PolskaW 3 minuty zjadł 700 gramów rogali

W 3 minuty zjadł 700 gramów rogali

Ponad tysiąc mieszkańców wielkopolskiego
Jarocina przyglądało się po południu zmaganiom
zawodników rywalizujących w 3. Mistrzostwach Polski w Jedzeniu
Rogali Marcińskich. Od kilku lat patronem tego 750-letniego miasta
jest święty Marcin.

Do konkursu zorganizowanego pod wielkim namiotem przed miejscowym ratuszem, wylosowano 14 kandydatów. Zwyciężył 31-letni mieszkaniec pobliskiej Potarzycy Karol Grabarek, który w czasie 3 minut zjadł 700 gramów rogali. Ten sam zawodnik był zwycięzcą ubiegłorocznej rywalizacji. Zjadł wtedy 675 gramów tego smakołyku.

Grabarek otrzymał w nagrodę 600 zł. Wszyscy pozostali zawodnicy otrzymali podarunki za "zajęcie dobrego miejsca".

Techniki jedzenia były różne - od próby wkładania do ust całych rogali, po drobne kęsy. Każdy z zawodników miał do dyspozycji po jednym kubku herbaty. Przed rozpoczęciem mistrzostw, każdy uczestnik rywalizacji musiał podpisać oświadczenie, w którym zrzekł się roszczeń, gdyby miał kłopoty z żołądkiem - powiedziała dziennikarka "Gazety Jarocińskiej", Anna Gauza.

Rogale są wypiekane z ciasta półfrancuskiego, z nadzieniem z białego maku, wanilii, mielonych daktyli, cukru, śmietany, rodzynek, masła i skórki pomarańczowej. Takiej receptury muszą przestrzegać wielkopolscy cukiernicy przy pieczeniu tego smakołyku, aby mógł on spełnić zaszczytne miano rogala marcińskiego.

Największe uroczystości świętomarcińskie, połączone z obchodami Święta Niepodległości, odbywają się od 14 lat w Poznaniu. Z tej okazji wypieczono w tym roku około 400 ton tego ciasta.
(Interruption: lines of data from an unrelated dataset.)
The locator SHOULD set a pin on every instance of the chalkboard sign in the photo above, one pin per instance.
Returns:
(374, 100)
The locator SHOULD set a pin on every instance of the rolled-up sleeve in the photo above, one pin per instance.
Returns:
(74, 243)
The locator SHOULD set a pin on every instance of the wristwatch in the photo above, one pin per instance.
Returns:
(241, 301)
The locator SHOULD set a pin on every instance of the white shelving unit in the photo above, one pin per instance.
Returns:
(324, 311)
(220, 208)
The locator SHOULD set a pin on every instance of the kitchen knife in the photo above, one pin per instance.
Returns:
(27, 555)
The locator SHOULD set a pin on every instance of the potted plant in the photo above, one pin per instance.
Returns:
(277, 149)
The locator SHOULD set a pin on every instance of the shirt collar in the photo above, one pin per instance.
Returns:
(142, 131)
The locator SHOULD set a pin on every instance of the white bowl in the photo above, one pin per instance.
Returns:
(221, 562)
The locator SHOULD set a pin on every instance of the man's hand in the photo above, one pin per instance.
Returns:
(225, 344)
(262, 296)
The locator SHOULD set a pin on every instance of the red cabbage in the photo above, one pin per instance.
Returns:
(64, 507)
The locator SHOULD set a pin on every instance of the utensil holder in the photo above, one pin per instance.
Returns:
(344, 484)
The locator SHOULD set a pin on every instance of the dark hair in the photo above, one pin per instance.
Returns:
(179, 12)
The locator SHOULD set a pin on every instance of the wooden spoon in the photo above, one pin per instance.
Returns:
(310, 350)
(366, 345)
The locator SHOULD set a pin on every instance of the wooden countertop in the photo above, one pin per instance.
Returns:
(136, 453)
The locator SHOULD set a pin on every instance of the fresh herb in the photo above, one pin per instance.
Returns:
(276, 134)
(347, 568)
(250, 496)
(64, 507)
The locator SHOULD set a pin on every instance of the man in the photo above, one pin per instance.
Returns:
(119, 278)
Święty Marcin był jednym z najbardziej popularnych świętych w Europie. Urodził się około IV wieku. Kiedy wkroczył na czele wojsk do Amiens, oddał połowę swojej opończy proszącemu o jałmużnę żebrakowi. Następnej nocy przyśnił mu się Jezus odziany w ten płaszcz. Pod wpływem tego snu Marcin przyjął chrzest i opuścił wojsko. Jest patronem m.in. żołnierzy, oberżystów, jeźdźców, sukienników, żebraków, podróżników, więźniów i kapeluszników.